The other was a recent interview of Shashi Tharoor, who has acquired a cult following as a user of 'sophisticated' English. In reply to a question, he said that more worrying to him than the rapidly diminishing power of communication among people (at least linguistic communication) in the age of Whatsapp and Instagram is the equally rapidly diminishing power of comprehension: people no longer have the intelligence, common sense, knowledge, wisdom or patience to reflect and understand anything that is nuanced, ambivalent, multi-layered in meaning: everything has to be reduced into simple binaries, right or wrong, good or bad, true or false, at the comic book level: whether it is about Gandhi deserving respect or Germany deserving all the blame for World War I or Trump being God or the Devil incarnate. I quote Tharoor: "... there have been studies demonstrating that today's young people are not able to engage with complex texts and in-depth reading. And this is really worrying... because unless one reads in depth, one is not able to gain very complicated ideas. You are then dealing with superficial ideas expressed in simple terms, which are very short... and that can really make you far more susceptible to propaganda... because you simply don't have the background and the complexity to understand that the issue is more complicated than they are describing, that there are actually more nuances and elements in it... that is really worrying".

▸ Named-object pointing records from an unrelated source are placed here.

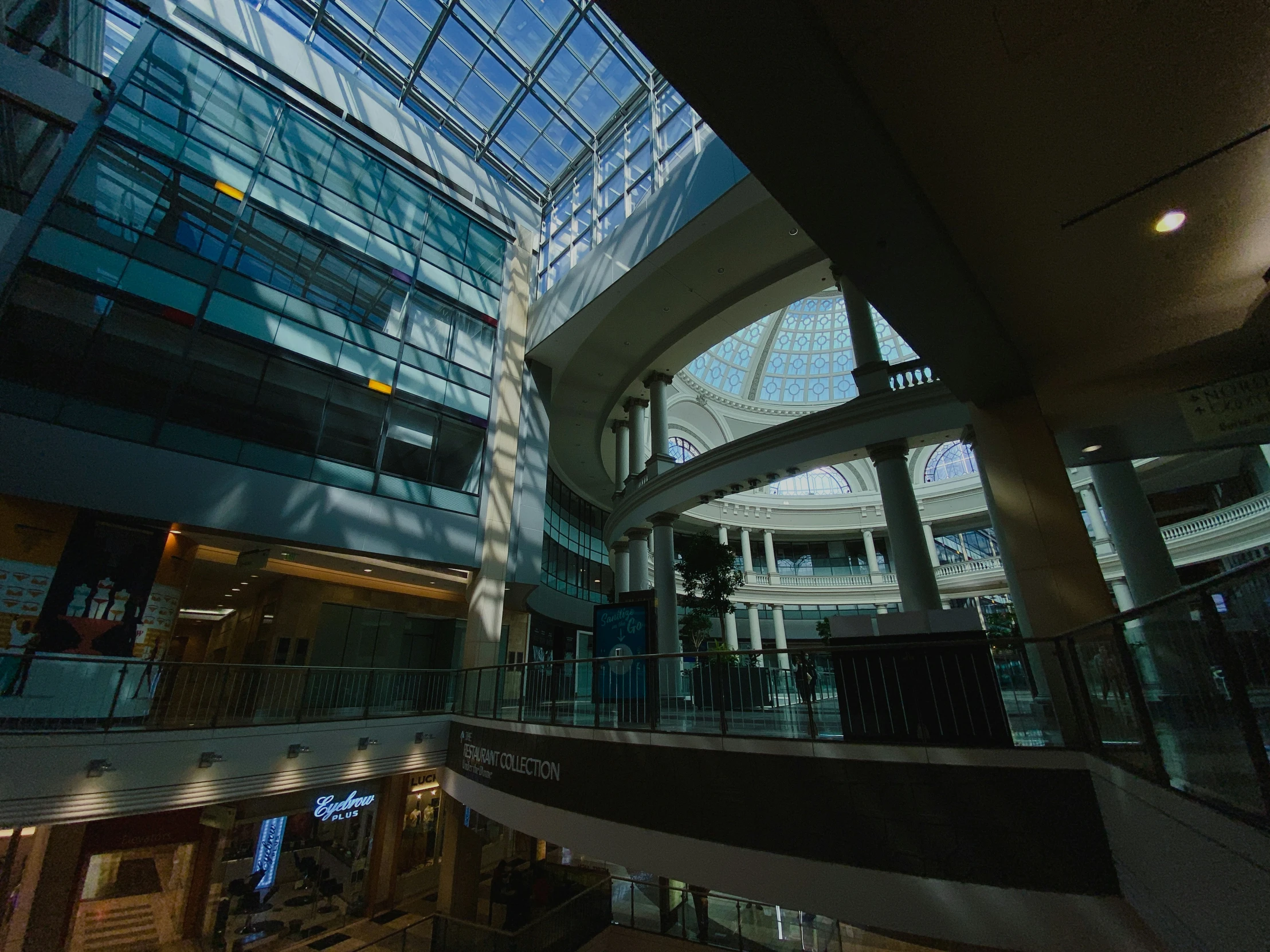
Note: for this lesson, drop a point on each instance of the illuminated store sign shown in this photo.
(327, 809)
(268, 848)
(483, 761)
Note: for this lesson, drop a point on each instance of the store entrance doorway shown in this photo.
(134, 899)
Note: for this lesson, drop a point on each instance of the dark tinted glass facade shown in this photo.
(228, 277)
(574, 559)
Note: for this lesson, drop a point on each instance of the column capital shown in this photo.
(895, 450)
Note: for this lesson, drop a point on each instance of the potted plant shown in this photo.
(722, 677)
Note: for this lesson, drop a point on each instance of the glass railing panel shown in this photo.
(70, 692)
(1190, 698)
(55, 692)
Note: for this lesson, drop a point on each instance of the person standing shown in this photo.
(21, 636)
(701, 907)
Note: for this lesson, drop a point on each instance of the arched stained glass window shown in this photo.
(949, 461)
(683, 450)
(825, 481)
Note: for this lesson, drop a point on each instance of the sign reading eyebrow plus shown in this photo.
(327, 808)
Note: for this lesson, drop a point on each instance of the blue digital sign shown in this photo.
(268, 849)
(621, 631)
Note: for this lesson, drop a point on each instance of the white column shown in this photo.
(1120, 592)
(621, 455)
(756, 636)
(730, 631)
(1090, 501)
(1147, 565)
(638, 559)
(621, 564)
(906, 541)
(930, 544)
(747, 557)
(779, 626)
(636, 410)
(660, 427)
(770, 555)
(872, 553)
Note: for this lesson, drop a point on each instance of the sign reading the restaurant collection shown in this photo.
(1230, 407)
(326, 808)
(481, 762)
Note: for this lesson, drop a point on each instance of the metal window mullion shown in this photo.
(284, 109)
(532, 75)
(448, 5)
(68, 163)
(313, 27)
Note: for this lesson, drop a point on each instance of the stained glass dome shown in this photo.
(801, 355)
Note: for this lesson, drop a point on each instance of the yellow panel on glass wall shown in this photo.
(229, 191)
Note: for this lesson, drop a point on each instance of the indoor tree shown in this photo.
(709, 574)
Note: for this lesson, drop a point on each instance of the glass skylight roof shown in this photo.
(801, 355)
(525, 85)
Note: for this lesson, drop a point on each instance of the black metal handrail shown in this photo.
(49, 691)
(1137, 612)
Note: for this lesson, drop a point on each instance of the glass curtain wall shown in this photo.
(228, 277)
(833, 557)
(81, 38)
(30, 144)
(633, 160)
(574, 559)
(967, 546)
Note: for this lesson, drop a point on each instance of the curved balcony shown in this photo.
(922, 414)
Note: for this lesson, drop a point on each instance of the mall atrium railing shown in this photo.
(1177, 691)
(42, 692)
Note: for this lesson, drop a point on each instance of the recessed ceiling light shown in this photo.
(1170, 221)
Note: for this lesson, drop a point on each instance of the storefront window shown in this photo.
(300, 870)
(420, 828)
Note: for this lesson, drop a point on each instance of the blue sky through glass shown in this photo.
(525, 85)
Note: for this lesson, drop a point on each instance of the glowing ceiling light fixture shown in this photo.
(1170, 221)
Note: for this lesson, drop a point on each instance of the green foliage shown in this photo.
(1001, 622)
(694, 629)
(822, 629)
(707, 568)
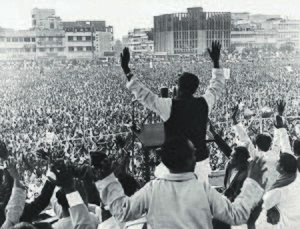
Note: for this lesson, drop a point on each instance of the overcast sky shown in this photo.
(125, 15)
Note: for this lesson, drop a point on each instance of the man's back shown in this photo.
(179, 201)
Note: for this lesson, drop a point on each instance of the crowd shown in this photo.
(53, 117)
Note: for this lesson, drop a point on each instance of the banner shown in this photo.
(226, 73)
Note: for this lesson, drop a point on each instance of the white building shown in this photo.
(139, 41)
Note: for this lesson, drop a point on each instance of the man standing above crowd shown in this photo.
(185, 115)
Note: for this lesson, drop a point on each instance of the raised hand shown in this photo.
(3, 151)
(215, 53)
(104, 170)
(235, 111)
(11, 165)
(257, 170)
(125, 59)
(278, 123)
(280, 107)
(273, 216)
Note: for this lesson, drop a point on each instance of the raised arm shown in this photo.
(242, 133)
(217, 83)
(123, 208)
(161, 106)
(15, 206)
(238, 212)
(221, 143)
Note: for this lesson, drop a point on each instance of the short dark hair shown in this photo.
(288, 163)
(175, 152)
(263, 142)
(129, 184)
(188, 83)
(24, 226)
(242, 154)
(297, 147)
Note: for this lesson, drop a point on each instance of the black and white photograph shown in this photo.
(149, 114)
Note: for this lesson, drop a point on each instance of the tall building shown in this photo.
(49, 37)
(139, 41)
(45, 19)
(87, 39)
(191, 32)
(265, 30)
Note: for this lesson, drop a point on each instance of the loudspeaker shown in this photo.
(164, 92)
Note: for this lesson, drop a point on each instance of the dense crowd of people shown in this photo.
(54, 114)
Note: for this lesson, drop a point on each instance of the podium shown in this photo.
(151, 135)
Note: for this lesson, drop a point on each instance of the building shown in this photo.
(17, 45)
(139, 41)
(104, 42)
(265, 30)
(45, 19)
(191, 32)
(49, 37)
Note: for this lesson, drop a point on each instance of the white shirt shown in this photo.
(287, 200)
(178, 201)
(163, 106)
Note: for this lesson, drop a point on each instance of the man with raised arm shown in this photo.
(185, 115)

I can only vouch for how absolutely right he is. I have been giving vocabulary and comprehension exercises to thousands over nearly four decades, and I have seen the precipitous decline in average mental capacity. I can also see, from the contents of syllabi and public examinations, how there is a concerted, global enterprise of deliberately dumbing down people by the hundreds of millions, so that they can grow up to become only drudges and mindless, undiscriminating consumers/publicizers of worthless goods and political propaganda: that alone is science or history which The Great Leader and his billionaire-techie friends say it is. AI  rapidly rising, NI rapidly sinking... I shudder to think of the world in the making.

3 comments:

Tanmoy said...

Dear Suvro da
It is scary indeed. Technological advancement was intended to make life easier for humans, however slowly our technology is taking over our ability to think, reflect. As if we are creating our own demons and history/ wisdom are losing relevance. What matters these days are the instructions to use the next available gadget. I hardly see young people keeping the exuberance to learn through out their careers even though initially they start off right!
I am not sure how to preserve history and the thinking – we learn from our history!
Regards
Tanmoy

Tanmoy said...

Dear Suvro da
It is scary indeed. Technological advancement was intended to make life easier for humans, however slowly our technology is taking over our ability to think, reflect. As if we are creating our own demons and history/ wisdom are losing relevance. What matters these days are the instructions to use the next available gadget. I hardly see young people keeping the exuberance to learn through out their careers even though initially they start off right!
I am not sure how to preserve history and the thinking – we learn from our history!
Regards
Tanmoy

Aveek Mukherjee said...

Dear Sir,

I often wonder, and loudly so, if any generation has been as insipid and obtuse as this one in recent history. Years of being coddled and having limited exposure to reading have created a culture where people latch onto trends and -isms without sustained reflection. Nuance is lost, with everything reduced to simplistic extremes, described only in superlatives, and emotions expected to be constantly heightened.

It is often both frustrating and terrifying to be surrounded by such superficiality in an already uncertain world.